I do love your approach and you can be assured I will be reading you as you write.

Thank you,

Alice Maxwell
Moral Hazards

Reader Rick comments on the moral hazards of Fed policy.
Hi Mish

The title of Megan McArdle's article is "Banking Without Risk Is Impossible", yet she supports a policy that creates moral hazards. Instead of a system where both parties take a risk, one party is off the hook. This leads to bad lending policies because there are hardly any consequences to bad lending policies.

Rick
Indeed, as it stands banks are always bailed out at taxpayer expense, the very epitome of "moral hazard". In effect, the Fed encourages excess risk taking, and bubbles are the inevitable result.
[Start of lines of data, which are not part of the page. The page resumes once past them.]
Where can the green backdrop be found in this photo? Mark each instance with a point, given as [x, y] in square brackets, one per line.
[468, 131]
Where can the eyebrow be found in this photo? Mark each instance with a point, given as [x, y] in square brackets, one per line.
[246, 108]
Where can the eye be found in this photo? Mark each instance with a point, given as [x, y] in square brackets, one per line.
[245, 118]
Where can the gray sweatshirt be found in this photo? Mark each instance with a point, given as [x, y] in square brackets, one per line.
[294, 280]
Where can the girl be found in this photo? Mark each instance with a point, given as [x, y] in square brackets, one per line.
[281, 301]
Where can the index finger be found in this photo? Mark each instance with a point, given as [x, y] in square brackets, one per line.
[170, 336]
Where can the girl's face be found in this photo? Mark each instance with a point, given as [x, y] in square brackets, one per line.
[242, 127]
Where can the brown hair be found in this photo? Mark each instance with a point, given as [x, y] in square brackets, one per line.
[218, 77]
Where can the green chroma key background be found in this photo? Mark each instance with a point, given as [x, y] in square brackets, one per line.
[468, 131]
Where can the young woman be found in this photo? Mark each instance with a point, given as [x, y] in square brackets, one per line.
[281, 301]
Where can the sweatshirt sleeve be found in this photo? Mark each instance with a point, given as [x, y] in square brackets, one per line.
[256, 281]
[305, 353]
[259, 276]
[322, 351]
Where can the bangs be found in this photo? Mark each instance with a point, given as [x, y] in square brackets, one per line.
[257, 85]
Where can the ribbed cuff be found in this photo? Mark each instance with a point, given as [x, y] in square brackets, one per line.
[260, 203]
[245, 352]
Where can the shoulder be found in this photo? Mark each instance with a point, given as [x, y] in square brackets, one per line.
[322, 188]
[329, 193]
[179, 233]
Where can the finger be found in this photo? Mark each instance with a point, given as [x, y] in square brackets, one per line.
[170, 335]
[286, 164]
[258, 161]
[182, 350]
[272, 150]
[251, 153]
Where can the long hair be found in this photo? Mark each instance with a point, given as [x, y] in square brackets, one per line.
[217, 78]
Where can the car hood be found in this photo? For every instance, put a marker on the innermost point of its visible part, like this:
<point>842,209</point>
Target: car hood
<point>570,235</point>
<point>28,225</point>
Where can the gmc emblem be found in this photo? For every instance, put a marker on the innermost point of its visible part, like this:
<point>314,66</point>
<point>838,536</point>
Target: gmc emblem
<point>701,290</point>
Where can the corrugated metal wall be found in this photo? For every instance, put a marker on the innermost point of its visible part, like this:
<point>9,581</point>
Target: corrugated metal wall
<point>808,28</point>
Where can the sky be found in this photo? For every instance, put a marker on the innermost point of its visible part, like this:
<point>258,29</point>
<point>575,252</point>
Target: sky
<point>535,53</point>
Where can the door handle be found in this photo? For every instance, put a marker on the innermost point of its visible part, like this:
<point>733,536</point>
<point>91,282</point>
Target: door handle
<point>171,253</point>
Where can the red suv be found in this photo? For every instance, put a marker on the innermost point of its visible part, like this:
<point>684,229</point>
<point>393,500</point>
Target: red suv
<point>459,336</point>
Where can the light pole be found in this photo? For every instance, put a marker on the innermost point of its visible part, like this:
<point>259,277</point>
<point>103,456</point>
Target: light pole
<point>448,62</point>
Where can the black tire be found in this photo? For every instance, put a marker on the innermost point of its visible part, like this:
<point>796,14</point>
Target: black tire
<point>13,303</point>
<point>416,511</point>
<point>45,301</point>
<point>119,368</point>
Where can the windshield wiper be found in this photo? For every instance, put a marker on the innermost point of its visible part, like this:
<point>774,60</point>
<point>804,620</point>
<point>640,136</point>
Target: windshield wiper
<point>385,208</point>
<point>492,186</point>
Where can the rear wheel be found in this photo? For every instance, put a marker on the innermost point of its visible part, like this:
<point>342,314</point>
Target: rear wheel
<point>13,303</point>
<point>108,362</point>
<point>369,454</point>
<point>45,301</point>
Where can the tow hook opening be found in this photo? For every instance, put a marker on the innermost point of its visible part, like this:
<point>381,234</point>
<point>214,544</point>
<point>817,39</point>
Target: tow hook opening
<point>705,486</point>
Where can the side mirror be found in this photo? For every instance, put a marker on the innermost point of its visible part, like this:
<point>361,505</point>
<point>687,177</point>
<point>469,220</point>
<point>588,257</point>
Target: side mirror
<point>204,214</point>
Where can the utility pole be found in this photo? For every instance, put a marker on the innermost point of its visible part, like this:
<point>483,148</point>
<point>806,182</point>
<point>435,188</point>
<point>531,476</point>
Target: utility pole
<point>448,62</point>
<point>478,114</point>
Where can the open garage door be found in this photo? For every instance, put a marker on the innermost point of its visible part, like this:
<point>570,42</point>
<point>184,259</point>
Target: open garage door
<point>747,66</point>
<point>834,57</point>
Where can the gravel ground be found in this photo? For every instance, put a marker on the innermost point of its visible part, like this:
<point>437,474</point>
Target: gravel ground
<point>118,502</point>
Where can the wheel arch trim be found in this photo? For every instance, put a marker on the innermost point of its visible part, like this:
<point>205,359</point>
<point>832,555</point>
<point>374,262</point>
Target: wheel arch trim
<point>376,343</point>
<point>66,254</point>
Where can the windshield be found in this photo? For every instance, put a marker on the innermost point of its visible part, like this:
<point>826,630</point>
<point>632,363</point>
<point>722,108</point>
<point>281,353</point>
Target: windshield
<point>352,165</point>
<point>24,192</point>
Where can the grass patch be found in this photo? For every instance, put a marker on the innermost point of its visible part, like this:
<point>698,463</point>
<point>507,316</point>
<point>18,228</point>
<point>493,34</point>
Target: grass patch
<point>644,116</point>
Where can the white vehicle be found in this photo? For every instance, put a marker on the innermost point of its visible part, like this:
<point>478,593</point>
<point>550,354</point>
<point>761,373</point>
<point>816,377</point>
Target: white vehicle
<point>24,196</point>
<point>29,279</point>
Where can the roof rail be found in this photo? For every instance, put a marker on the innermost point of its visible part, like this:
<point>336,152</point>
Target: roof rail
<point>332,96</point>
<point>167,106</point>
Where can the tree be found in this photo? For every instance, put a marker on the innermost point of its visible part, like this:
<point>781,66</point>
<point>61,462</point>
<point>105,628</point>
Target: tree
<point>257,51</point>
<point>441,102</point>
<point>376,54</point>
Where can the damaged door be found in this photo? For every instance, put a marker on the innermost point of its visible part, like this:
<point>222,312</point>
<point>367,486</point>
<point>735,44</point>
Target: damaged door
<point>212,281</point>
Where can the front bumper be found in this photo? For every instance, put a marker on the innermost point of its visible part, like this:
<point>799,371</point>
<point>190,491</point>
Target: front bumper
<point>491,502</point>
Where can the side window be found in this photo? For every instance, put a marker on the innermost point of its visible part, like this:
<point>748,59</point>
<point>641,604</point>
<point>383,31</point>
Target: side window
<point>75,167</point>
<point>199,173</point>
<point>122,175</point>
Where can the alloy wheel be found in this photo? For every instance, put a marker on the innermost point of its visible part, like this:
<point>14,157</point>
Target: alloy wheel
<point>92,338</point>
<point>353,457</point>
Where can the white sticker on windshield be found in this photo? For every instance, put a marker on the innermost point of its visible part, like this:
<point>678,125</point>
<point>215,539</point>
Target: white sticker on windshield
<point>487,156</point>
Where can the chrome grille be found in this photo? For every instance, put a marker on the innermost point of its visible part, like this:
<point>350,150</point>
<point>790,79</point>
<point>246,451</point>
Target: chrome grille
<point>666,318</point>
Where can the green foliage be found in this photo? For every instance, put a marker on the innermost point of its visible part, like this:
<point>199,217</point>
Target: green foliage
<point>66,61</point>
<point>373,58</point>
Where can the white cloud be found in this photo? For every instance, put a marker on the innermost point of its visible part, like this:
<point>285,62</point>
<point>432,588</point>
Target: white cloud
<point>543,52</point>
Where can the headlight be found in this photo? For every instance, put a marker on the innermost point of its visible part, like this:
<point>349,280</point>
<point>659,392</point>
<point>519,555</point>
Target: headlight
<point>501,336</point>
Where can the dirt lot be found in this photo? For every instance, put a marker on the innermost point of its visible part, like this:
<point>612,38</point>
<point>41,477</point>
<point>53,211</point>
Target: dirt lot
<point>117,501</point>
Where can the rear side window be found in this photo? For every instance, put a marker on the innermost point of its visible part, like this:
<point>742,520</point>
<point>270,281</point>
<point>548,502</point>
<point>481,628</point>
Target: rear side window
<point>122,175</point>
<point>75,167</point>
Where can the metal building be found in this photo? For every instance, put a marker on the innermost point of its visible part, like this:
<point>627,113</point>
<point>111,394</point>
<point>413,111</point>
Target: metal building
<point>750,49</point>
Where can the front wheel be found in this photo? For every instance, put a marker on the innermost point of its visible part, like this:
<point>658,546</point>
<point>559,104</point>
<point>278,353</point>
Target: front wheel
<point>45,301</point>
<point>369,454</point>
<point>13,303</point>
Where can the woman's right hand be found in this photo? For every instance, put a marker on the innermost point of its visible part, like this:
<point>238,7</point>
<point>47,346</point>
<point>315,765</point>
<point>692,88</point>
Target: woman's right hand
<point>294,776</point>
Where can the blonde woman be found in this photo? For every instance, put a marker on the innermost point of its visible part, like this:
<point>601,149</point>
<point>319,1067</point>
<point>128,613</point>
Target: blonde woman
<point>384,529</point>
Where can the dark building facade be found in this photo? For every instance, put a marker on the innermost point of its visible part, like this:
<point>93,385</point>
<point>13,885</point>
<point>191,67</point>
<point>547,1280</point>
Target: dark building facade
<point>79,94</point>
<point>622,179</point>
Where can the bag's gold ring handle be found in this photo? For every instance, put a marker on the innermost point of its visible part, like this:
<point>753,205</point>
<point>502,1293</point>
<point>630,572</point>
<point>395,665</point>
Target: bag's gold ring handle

True Meaning of Banking Safely

Reader Bruce pinged me with his thoughts on teaching his children the true meaning of "risk-free".
Hello Mish

I have tried to educate my children on this very subject. We as a family are working our way to being debt free.

This is the only way I can see to bank safely. We have purchased rental property, business property, and are in the process of paying off our last home. We are also building up a large cash reserve (aware that inflation takes it toll).

We also have gold reserves, and liquid assets.

Owning property free and clear, especially income property, gives one options that those with mortgages don't have.

Bruce
Thanks to all who wrote regarding fractional reserve lending (whether I commented or replied).

And also thanks to many of those who commented on Attack of the "Digger Bees".

Yes, I knew that "digger bees" (yellow jackets) are not bees but wasps.

Bees, as many readers pointed out are generally docile. I like bees actually and put out a "humble bumble" home and nests for mason bees.

We are looking into the EpiPen antidote system, because this is now the third stinging event regarding yellow jackets on my property.